Owens empfand jedoch differenziert. Er bemerkte, dass es im nazistischen, kaum versteckten judenfeindlichen Deutschland die Rassentrennung von Schwarz und Weiss wie in den USA überhaupt nicht gab. Er gab an, dass ihm, dem 4- maligen Olympiasieger, Hitler sogar gratuliert hätte, auch wenn das überall verschwiegen wurde.
Im Original zweideutig-treffend „Race“ betitelten Werk wird deutlich, wie Owens durch seine unfassbaren Triumphe bei den Nazi-Propagandaspielen 1936 in ganz besonderer Weise weit über den Sport hinaus rassistische Weltbilder erschütterte. Auch diejenigen von Schwarzen, die erkennen konnten, dass sie unabhängig von den Hautpigmenten siegen konnten.
In den USA blieb er aber der Unterdrückte. Der demokratische Präsident Roosevelt verweigerte ihm und allen schwarzen Olympiateilnehmern die Anerkennung. Er wollte die Wahlen für seine linke Politik gewinnen und dafür musste er die weissen rassistischen demokratisch wählenden Südstaatler zufriedenstellen, Owens bedrückte lebenslang diese Demütigung durch den Präsidenten. Er durfte anschliessend in den USA auch nie mehr im Sportwettkämpfen auftreten, weil er so unabhängig und eigenständig war, dass er sich nicht unterordnete, seine Frau so sehr vermisste, dass er nicht wie von ihm von den Funktionären verlangt, in anderen Ländern Europas keine weiteren Wettkämpfe mitmachen wollte.

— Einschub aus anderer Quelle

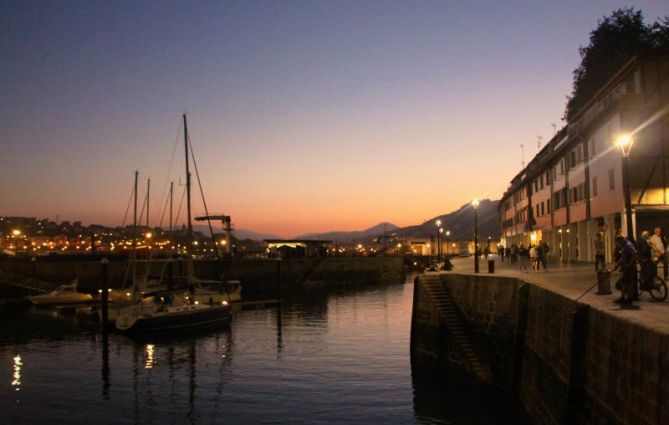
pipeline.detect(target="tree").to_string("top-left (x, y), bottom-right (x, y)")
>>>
top-left (565, 8), bottom-right (669, 121)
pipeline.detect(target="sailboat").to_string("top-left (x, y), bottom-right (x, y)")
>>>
top-left (115, 115), bottom-right (232, 333)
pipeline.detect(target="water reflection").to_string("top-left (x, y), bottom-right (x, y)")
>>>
top-left (144, 344), bottom-right (155, 369)
top-left (1, 281), bottom-right (517, 424)
top-left (11, 355), bottom-right (22, 391)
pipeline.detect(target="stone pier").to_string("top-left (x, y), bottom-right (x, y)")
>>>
top-left (411, 257), bottom-right (669, 425)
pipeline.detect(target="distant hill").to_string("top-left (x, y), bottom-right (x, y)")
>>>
top-left (396, 199), bottom-right (500, 241)
top-left (191, 200), bottom-right (501, 243)
top-left (297, 222), bottom-right (399, 242)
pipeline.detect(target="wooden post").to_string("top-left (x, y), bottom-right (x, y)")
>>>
top-left (275, 259), bottom-right (282, 301)
top-left (100, 257), bottom-right (109, 327)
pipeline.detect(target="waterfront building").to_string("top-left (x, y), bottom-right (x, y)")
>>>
top-left (500, 55), bottom-right (669, 264)
top-left (264, 239), bottom-right (331, 258)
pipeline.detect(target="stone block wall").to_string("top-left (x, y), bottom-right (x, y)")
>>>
top-left (411, 272), bottom-right (669, 425)
top-left (583, 308), bottom-right (669, 425)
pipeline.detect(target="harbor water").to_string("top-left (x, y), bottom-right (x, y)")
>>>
top-left (0, 277), bottom-right (517, 424)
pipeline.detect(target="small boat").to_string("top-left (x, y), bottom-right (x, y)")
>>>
top-left (29, 281), bottom-right (93, 306)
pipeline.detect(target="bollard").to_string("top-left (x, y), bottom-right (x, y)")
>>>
top-left (488, 259), bottom-right (495, 273)
top-left (100, 257), bottom-right (109, 327)
top-left (275, 259), bottom-right (282, 301)
top-left (596, 270), bottom-right (612, 295)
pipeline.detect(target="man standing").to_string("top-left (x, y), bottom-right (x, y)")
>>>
top-left (638, 231), bottom-right (654, 289)
top-left (594, 233), bottom-right (605, 272)
top-left (612, 236), bottom-right (637, 306)
top-left (650, 227), bottom-right (666, 280)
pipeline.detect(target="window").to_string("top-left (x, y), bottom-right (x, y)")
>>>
top-left (589, 138), bottom-right (595, 158)
top-left (547, 199), bottom-right (551, 213)
top-left (592, 177), bottom-right (598, 197)
top-left (560, 160), bottom-right (565, 175)
top-left (570, 151), bottom-right (577, 168)
top-left (541, 202), bottom-right (545, 216)
top-left (609, 169), bottom-right (615, 190)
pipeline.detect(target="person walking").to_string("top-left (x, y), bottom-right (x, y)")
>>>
top-left (594, 233), bottom-right (605, 272)
top-left (650, 226), bottom-right (666, 279)
top-left (529, 244), bottom-right (537, 271)
top-left (540, 241), bottom-right (549, 271)
top-left (518, 243), bottom-right (529, 272)
top-left (499, 245), bottom-right (505, 262)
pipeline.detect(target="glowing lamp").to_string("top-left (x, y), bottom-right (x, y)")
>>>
top-left (616, 134), bottom-right (633, 157)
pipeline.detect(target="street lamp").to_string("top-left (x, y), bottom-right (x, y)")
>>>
top-left (617, 134), bottom-right (634, 240)
top-left (435, 219), bottom-right (442, 261)
top-left (472, 199), bottom-right (480, 273)
top-left (445, 230), bottom-right (450, 256)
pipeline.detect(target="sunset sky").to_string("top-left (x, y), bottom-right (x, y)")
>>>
top-left (2, 1), bottom-right (667, 237)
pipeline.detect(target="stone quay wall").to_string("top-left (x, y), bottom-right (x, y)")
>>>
top-left (411, 273), bottom-right (669, 425)
top-left (0, 256), bottom-right (404, 299)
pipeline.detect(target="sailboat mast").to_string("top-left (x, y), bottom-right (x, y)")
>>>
top-left (132, 170), bottom-right (138, 295)
top-left (183, 114), bottom-right (195, 290)
top-left (184, 114), bottom-right (193, 243)
top-left (169, 181), bottom-right (173, 233)
top-left (146, 178), bottom-right (150, 229)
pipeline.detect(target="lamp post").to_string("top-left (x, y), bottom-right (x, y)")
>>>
top-left (617, 134), bottom-right (635, 240)
top-left (472, 199), bottom-right (480, 273)
top-left (445, 230), bottom-right (450, 257)
top-left (435, 219), bottom-right (442, 261)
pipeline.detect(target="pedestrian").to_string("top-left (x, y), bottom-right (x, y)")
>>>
top-left (529, 244), bottom-right (537, 271)
top-left (612, 236), bottom-right (637, 306)
top-left (538, 240), bottom-right (549, 271)
top-left (499, 245), bottom-right (505, 262)
top-left (543, 241), bottom-right (550, 268)
top-left (518, 243), bottom-right (529, 272)
top-left (649, 226), bottom-right (666, 279)
top-left (638, 230), bottom-right (655, 289)
top-left (594, 233), bottom-right (605, 272)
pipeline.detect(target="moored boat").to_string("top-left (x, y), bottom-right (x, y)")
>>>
top-left (29, 281), bottom-right (93, 306)
top-left (114, 293), bottom-right (230, 332)
top-left (114, 114), bottom-right (233, 333)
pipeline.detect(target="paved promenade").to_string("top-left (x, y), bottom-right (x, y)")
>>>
top-left (446, 255), bottom-right (669, 334)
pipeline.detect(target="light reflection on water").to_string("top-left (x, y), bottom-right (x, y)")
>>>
top-left (0, 281), bottom-right (516, 424)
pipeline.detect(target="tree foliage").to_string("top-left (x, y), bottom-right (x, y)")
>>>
top-left (565, 8), bottom-right (669, 121)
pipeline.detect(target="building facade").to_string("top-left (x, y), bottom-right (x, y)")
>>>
top-left (500, 55), bottom-right (669, 263)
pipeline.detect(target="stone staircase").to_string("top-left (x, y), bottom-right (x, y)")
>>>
top-left (0, 270), bottom-right (58, 293)
top-left (420, 274), bottom-right (492, 381)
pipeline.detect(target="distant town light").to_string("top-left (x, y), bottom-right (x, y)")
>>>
top-left (12, 229), bottom-right (21, 236)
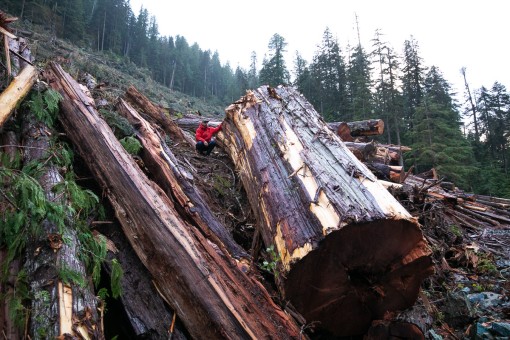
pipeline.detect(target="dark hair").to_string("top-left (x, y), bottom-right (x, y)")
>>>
top-left (202, 120), bottom-right (209, 125)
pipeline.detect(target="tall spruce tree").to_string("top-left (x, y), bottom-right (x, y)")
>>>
top-left (259, 33), bottom-right (290, 87)
top-left (406, 66), bottom-right (476, 188)
top-left (401, 37), bottom-right (426, 145)
top-left (371, 30), bottom-right (403, 147)
top-left (346, 44), bottom-right (374, 120)
top-left (309, 27), bottom-right (348, 121)
top-left (247, 52), bottom-right (259, 90)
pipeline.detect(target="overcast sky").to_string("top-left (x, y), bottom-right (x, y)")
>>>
top-left (130, 0), bottom-right (508, 101)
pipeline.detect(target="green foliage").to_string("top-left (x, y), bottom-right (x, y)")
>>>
top-left (6, 269), bottom-right (30, 329)
top-left (77, 226), bottom-right (107, 287)
top-left (260, 245), bottom-right (281, 278)
top-left (110, 259), bottom-right (124, 299)
top-left (58, 265), bottom-right (86, 288)
top-left (259, 33), bottom-right (291, 87)
top-left (449, 225), bottom-right (462, 237)
top-left (99, 109), bottom-right (135, 139)
top-left (25, 89), bottom-right (63, 127)
top-left (212, 173), bottom-right (231, 196)
top-left (120, 136), bottom-right (143, 155)
top-left (476, 254), bottom-right (498, 275)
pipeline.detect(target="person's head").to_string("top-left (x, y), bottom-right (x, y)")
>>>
top-left (201, 120), bottom-right (209, 127)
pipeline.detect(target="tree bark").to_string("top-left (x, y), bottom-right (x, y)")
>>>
top-left (222, 86), bottom-right (433, 337)
top-left (0, 64), bottom-right (38, 128)
top-left (124, 85), bottom-right (195, 147)
top-left (21, 109), bottom-right (102, 339)
top-left (0, 131), bottom-right (21, 340)
top-left (46, 62), bottom-right (302, 340)
top-left (96, 228), bottom-right (187, 340)
top-left (116, 98), bottom-right (249, 260)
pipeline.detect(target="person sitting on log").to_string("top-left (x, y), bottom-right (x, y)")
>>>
top-left (195, 120), bottom-right (222, 155)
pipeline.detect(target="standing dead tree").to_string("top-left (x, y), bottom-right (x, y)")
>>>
top-left (222, 86), bottom-right (434, 337)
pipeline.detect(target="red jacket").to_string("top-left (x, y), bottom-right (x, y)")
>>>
top-left (195, 122), bottom-right (222, 143)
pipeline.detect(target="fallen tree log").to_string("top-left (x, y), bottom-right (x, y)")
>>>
top-left (116, 98), bottom-right (249, 260)
top-left (222, 85), bottom-right (433, 337)
top-left (124, 85), bottom-right (196, 147)
top-left (0, 130), bottom-right (21, 340)
top-left (46, 62), bottom-right (302, 340)
top-left (328, 119), bottom-right (385, 139)
top-left (95, 228), bottom-right (187, 339)
top-left (21, 103), bottom-right (102, 339)
top-left (0, 64), bottom-right (38, 128)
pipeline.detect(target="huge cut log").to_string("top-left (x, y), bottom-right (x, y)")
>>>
top-left (0, 64), bottom-right (38, 128)
top-left (222, 86), bottom-right (434, 337)
top-left (116, 98), bottom-right (249, 260)
top-left (46, 62), bottom-right (302, 340)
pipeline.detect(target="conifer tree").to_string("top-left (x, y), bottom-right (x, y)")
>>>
top-left (309, 27), bottom-right (348, 121)
top-left (406, 66), bottom-right (476, 188)
top-left (371, 30), bottom-right (403, 147)
top-left (346, 44), bottom-right (373, 120)
top-left (401, 37), bottom-right (426, 144)
top-left (247, 52), bottom-right (259, 90)
top-left (293, 51), bottom-right (316, 103)
top-left (259, 33), bottom-right (290, 87)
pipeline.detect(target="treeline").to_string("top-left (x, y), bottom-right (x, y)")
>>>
top-left (2, 0), bottom-right (509, 196)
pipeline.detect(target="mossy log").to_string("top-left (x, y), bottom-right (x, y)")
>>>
top-left (222, 85), bottom-right (434, 337)
top-left (46, 62), bottom-right (302, 340)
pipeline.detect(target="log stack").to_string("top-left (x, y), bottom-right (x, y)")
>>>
top-left (221, 85), bottom-right (434, 337)
top-left (46, 63), bottom-right (302, 340)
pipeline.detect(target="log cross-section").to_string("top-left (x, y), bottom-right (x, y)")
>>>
top-left (222, 86), bottom-right (433, 337)
top-left (46, 63), bottom-right (302, 340)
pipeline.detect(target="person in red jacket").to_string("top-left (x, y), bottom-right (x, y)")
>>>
top-left (195, 120), bottom-right (222, 155)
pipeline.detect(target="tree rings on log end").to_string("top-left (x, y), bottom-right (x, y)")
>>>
top-left (284, 219), bottom-right (433, 337)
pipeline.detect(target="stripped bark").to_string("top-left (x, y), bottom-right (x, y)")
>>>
top-left (222, 86), bottom-right (433, 337)
top-left (47, 62), bottom-right (302, 340)
top-left (0, 64), bottom-right (38, 128)
top-left (116, 98), bottom-right (249, 260)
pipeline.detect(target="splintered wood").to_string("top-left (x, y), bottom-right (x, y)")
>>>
top-left (222, 85), bottom-right (434, 337)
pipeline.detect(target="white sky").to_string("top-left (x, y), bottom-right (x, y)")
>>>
top-left (130, 0), bottom-right (508, 101)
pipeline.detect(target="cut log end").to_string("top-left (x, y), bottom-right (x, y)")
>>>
top-left (284, 219), bottom-right (433, 337)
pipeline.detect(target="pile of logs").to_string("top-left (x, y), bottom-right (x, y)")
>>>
top-left (1, 27), bottom-right (508, 338)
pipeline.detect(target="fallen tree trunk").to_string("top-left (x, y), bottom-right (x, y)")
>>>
top-left (116, 98), bottom-right (249, 260)
top-left (0, 131), bottom-right (21, 340)
top-left (124, 85), bottom-right (196, 147)
top-left (0, 64), bottom-right (38, 128)
top-left (328, 119), bottom-right (385, 139)
top-left (96, 228), bottom-right (187, 339)
top-left (222, 86), bottom-right (433, 337)
top-left (21, 104), bottom-right (102, 339)
top-left (46, 62), bottom-right (302, 340)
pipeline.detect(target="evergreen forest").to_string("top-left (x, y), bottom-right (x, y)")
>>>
top-left (2, 0), bottom-right (509, 197)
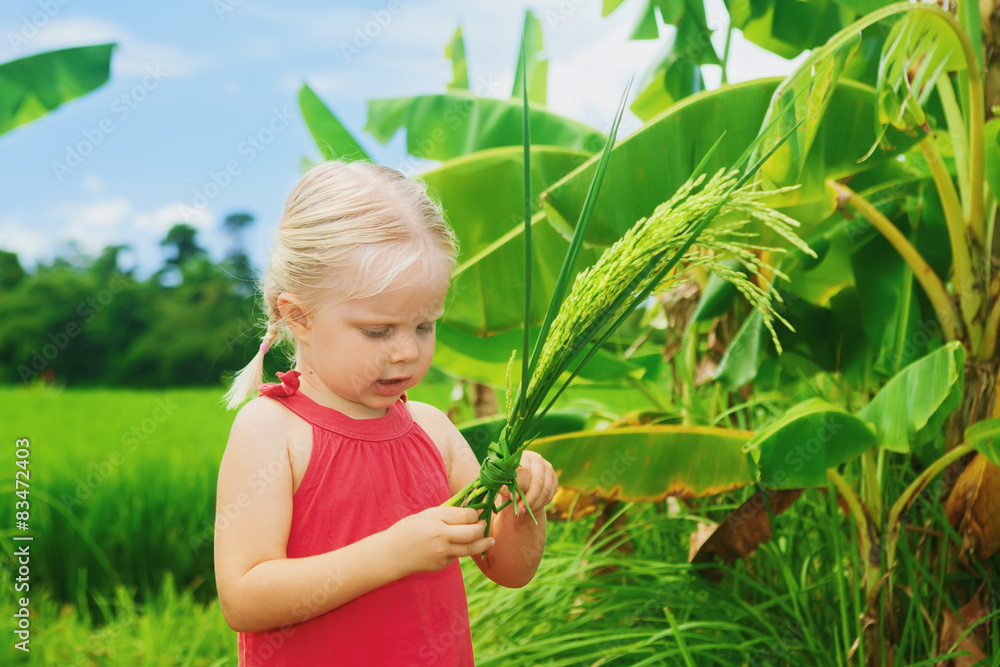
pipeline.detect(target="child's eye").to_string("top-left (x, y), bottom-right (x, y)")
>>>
top-left (362, 328), bottom-right (390, 338)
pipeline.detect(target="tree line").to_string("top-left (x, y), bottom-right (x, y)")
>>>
top-left (0, 214), bottom-right (286, 388)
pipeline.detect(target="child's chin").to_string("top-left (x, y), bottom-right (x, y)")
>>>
top-left (360, 392), bottom-right (401, 409)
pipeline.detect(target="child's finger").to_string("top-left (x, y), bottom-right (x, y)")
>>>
top-left (467, 535), bottom-right (495, 557)
top-left (519, 464), bottom-right (542, 511)
top-left (451, 520), bottom-right (487, 544)
top-left (441, 507), bottom-right (482, 525)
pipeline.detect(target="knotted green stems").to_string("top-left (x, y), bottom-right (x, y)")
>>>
top-left (442, 426), bottom-right (535, 537)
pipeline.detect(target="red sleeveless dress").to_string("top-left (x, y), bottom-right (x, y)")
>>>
top-left (238, 370), bottom-right (475, 666)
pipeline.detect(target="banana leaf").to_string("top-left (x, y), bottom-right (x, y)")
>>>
top-left (966, 418), bottom-right (1000, 468)
top-left (727, 0), bottom-right (846, 60)
top-left (0, 43), bottom-right (115, 137)
top-left (365, 94), bottom-right (604, 161)
top-left (530, 425), bottom-right (758, 500)
top-left (298, 83), bottom-right (371, 161)
top-left (746, 398), bottom-right (878, 488)
top-left (419, 146), bottom-right (598, 335)
top-left (856, 341), bottom-right (966, 453)
top-left (543, 78), bottom-right (919, 248)
top-left (445, 26), bottom-right (468, 91)
top-left (511, 10), bottom-right (546, 105)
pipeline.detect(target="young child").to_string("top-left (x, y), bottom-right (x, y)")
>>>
top-left (215, 160), bottom-right (559, 665)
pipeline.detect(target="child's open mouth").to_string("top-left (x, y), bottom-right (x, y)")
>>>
top-left (374, 378), bottom-right (408, 396)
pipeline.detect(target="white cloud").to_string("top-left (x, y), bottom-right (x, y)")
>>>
top-left (52, 197), bottom-right (133, 254)
top-left (0, 216), bottom-right (50, 266)
top-left (0, 198), bottom-right (218, 274)
top-left (134, 202), bottom-right (213, 235)
top-left (70, 197), bottom-right (131, 227)
top-left (544, 4), bottom-right (664, 135)
top-left (262, 0), bottom-right (658, 134)
top-left (82, 173), bottom-right (105, 194)
top-left (1, 16), bottom-right (209, 78)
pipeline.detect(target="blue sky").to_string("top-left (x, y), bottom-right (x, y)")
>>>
top-left (0, 0), bottom-right (802, 278)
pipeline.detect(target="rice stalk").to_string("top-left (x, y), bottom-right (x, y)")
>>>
top-left (442, 40), bottom-right (814, 535)
top-left (529, 170), bottom-right (807, 402)
top-left (443, 167), bottom-right (816, 534)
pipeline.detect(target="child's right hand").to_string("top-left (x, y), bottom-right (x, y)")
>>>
top-left (390, 506), bottom-right (495, 576)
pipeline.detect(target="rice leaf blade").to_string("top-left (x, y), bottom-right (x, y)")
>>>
top-left (520, 36), bottom-right (532, 420)
top-left (524, 77), bottom-right (634, 381)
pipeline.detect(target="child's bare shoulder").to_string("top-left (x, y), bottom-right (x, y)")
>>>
top-left (226, 396), bottom-right (301, 456)
top-left (405, 401), bottom-right (462, 460)
top-left (406, 401), bottom-right (482, 488)
top-left (405, 400), bottom-right (456, 437)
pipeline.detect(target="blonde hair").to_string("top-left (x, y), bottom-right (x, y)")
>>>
top-left (223, 160), bottom-right (458, 410)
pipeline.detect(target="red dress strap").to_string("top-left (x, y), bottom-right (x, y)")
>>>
top-left (257, 370), bottom-right (411, 439)
top-left (257, 369), bottom-right (301, 398)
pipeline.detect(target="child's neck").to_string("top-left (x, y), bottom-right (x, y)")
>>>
top-left (294, 367), bottom-right (390, 420)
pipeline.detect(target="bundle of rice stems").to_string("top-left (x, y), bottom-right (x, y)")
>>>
top-left (443, 50), bottom-right (815, 537)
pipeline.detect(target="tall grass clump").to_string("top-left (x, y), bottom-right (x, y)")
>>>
top-left (467, 475), bottom-right (1000, 665)
top-left (464, 497), bottom-right (847, 666)
top-left (0, 387), bottom-right (228, 607)
top-left (2, 573), bottom-right (233, 666)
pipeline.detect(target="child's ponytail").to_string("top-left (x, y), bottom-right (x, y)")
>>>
top-left (223, 313), bottom-right (281, 411)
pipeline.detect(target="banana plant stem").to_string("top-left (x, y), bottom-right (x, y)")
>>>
top-left (827, 468), bottom-right (880, 606)
top-left (963, 27), bottom-right (986, 246)
top-left (883, 443), bottom-right (973, 612)
top-left (925, 0), bottom-right (988, 244)
top-left (935, 76), bottom-right (970, 218)
top-left (862, 450), bottom-right (882, 531)
top-left (829, 180), bottom-right (963, 342)
top-left (983, 293), bottom-right (1000, 359)
top-left (919, 139), bottom-right (983, 351)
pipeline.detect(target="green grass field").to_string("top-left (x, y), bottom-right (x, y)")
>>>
top-left (1, 386), bottom-right (229, 604)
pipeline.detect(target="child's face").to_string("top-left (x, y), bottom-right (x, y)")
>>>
top-left (296, 262), bottom-right (450, 418)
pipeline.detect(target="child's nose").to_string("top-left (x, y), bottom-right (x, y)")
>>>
top-left (389, 332), bottom-right (419, 364)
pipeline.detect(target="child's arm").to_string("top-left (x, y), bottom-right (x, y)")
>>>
top-left (410, 403), bottom-right (558, 588)
top-left (214, 398), bottom-right (494, 633)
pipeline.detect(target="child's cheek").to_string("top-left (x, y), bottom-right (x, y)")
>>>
top-left (356, 352), bottom-right (382, 386)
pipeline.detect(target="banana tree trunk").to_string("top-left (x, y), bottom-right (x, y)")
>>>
top-left (943, 0), bottom-right (1000, 453)
top-left (474, 383), bottom-right (498, 418)
top-left (946, 359), bottom-right (999, 449)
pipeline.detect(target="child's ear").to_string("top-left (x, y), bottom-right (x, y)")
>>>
top-left (277, 293), bottom-right (310, 343)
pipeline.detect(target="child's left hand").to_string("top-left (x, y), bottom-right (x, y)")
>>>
top-left (498, 450), bottom-right (558, 517)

Das olympische Komitee der USA stimmte – im Gegensatz zum Film – nach einem Bericht eines korrupten Delegierten aus der Baubranche über Deutschland – einstimmig dafür, die olympischen Spiele in Berlin 1936 nicht zu boykottieren. Dieser behauptete, es sei kommunistische Propaganda über die Nazis. Im Film wird die Position der USA hinterfragt, deren eigene Gesellschaft von tiefsitzendem Rassismus geprägt war und die sich dennoch als Vorkämpfer für Demokratie und Gleichberechtigung betrachteten. Gleichzeitig werden die höhere Stufe von Abscheulichkeiten der Nationalsozialisten dargestellt, die Olympia nutzen wollten, um die vermeintliche Überlegenheit der arischen Rasse zu demonstrieren – wozu die bekannte Filmproduzentin Leni Riefenstahl den filmischen Beleg liefern sollte. Der schwarze Aktivist Harry Davis legte den Finger in die Wunde: „Wie verlogen ist es, wenn Amerikaner über Rassismus in anderen Ländern herziehen?“
Es wird deutlich, wie unabhängig Jesse Owens war, der – offensichtlich aufgrund seiner Erziehung, sich nicht von der Meinung anderer abhängig fühlte und zielgerichtet auf das zuging, was das Leben erforderte. Owens wollte zwar vorankommen, aber er wollte niemandem Schaden zufügen. Er handelte nach dem Motto seines weissen Sportlehrers James Rilej, der ihn schon als Junge stark förderte. Er hatte keine Freude, wenn jemand verliert, sondern er war ehrgeizig ohne Konkurrenzgefühle.